You can check out the explanation by ninjacoder2209 in this video, he has explained it very nicely as well. It might give you some more clearity

https://www.youtube.com/watch?v=2M5S9QNetg4

We can derive a formula for each of the points in the array a to find out in how many segments they exist. Now for the numbers between each element of a (if any exist) the formula for how many segments they exist in is slightly different.

Anyhow, once we have the said formula, we can start looping through the array a and in a map store the number of segments the element ai exists in and increment it if any other ai exists the same number of times.
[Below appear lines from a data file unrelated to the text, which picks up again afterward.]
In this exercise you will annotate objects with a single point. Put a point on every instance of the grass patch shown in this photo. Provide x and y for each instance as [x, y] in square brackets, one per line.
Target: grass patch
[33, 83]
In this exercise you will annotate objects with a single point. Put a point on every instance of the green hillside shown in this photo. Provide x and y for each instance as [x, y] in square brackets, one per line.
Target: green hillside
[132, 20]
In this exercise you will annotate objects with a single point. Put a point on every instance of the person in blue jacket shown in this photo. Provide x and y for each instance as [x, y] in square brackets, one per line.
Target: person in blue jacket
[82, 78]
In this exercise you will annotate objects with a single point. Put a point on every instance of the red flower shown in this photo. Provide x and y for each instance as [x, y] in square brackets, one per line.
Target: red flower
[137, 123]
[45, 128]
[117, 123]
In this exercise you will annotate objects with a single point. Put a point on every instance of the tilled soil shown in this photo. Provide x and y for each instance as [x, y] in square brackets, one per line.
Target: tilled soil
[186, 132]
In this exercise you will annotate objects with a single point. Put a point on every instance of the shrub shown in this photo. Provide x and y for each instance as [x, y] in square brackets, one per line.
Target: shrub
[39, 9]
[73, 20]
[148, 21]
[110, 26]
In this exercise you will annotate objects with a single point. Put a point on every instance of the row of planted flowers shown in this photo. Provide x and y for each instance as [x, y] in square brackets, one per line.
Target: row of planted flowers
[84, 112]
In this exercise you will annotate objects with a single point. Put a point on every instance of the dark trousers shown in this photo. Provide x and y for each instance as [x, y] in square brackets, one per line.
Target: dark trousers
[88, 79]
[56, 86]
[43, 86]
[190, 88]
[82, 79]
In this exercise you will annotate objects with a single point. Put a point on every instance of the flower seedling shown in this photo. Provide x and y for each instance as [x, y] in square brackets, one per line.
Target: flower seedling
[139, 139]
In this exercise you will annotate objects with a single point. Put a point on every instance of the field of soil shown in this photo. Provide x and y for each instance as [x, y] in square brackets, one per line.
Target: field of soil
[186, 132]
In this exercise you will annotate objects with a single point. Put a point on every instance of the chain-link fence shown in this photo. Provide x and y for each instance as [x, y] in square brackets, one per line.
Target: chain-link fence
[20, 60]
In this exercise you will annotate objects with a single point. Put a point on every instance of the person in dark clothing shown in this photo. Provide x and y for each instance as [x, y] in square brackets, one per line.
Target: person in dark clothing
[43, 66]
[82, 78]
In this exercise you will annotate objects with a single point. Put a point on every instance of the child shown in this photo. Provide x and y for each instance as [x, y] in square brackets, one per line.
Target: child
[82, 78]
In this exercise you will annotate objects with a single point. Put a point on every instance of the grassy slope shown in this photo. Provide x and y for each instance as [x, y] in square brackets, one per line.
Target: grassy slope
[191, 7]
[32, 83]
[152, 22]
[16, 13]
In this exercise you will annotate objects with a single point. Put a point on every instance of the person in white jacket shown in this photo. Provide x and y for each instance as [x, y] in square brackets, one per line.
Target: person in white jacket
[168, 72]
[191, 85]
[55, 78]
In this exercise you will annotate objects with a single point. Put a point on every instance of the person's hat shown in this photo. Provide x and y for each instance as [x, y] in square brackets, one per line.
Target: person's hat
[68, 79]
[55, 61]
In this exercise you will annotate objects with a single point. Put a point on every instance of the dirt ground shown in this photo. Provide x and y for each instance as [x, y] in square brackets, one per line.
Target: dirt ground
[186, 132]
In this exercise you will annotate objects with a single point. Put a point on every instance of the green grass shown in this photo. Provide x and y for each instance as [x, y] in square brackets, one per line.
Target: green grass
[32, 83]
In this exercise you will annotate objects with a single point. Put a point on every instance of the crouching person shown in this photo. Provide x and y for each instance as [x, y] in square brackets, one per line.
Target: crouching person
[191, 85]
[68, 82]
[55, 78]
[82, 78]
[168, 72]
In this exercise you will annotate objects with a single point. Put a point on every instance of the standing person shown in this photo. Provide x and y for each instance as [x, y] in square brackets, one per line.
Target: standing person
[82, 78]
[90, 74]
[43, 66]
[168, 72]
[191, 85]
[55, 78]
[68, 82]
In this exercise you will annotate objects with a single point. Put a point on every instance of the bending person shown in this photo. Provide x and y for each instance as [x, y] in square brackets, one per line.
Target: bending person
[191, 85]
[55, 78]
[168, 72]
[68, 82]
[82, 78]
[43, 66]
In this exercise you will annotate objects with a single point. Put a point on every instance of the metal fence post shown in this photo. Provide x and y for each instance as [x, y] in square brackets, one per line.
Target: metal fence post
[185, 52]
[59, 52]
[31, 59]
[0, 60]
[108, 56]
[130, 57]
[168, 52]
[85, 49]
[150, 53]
For the numbers between ai, we do the same thing.

Once we have this map of segments and the count of numbers that exist in these segments we can loop through queries, see if they exist and then output the answer accordingly.

Here's a python code that breaks it down and I have added comments as well that break down the formula derivation.

t = int(input())
for i in range(t):
    n, q = list(map(int, input().split(" ")))
    a = list(map(int, input().split(" ")))
    k = list(map(int, input().split(" ")))

    ans = {}

    l = n
    n -= 1
    for i in range(l-1):
        ans[a[i]] = n-i + i*(n-i+1)

        if a[i+1] - a[i] > 1:
            ans[a[i]+1] = n-i + i*(n-i)
    ans[a[i+1]] = n

    print(ans)

    """
    1 2 3 5 6 7

    1 = 5
    2 = 4 + 5                   = 9
    3 = 3 + 4 + 4 or (5-1)      = 11
    # 4 = 3 + 3 or (4-1) + 3 or (4-1) = 9
    5 = 2 + 3 + 3 + 3 = 11
    7 = 1 + 1 + 1 + 1 + 1 =

    1 = n
    2 = n-1 + n
    3 = n-2 + 2*(n-1)
    .
    4 = n-2 + 2*(n-2)
    .
    5 = n-3 + 3*(n-2)
    6 = n-4 + 4*(n-3)
    7 = n-5 + 5*(n-4)
    """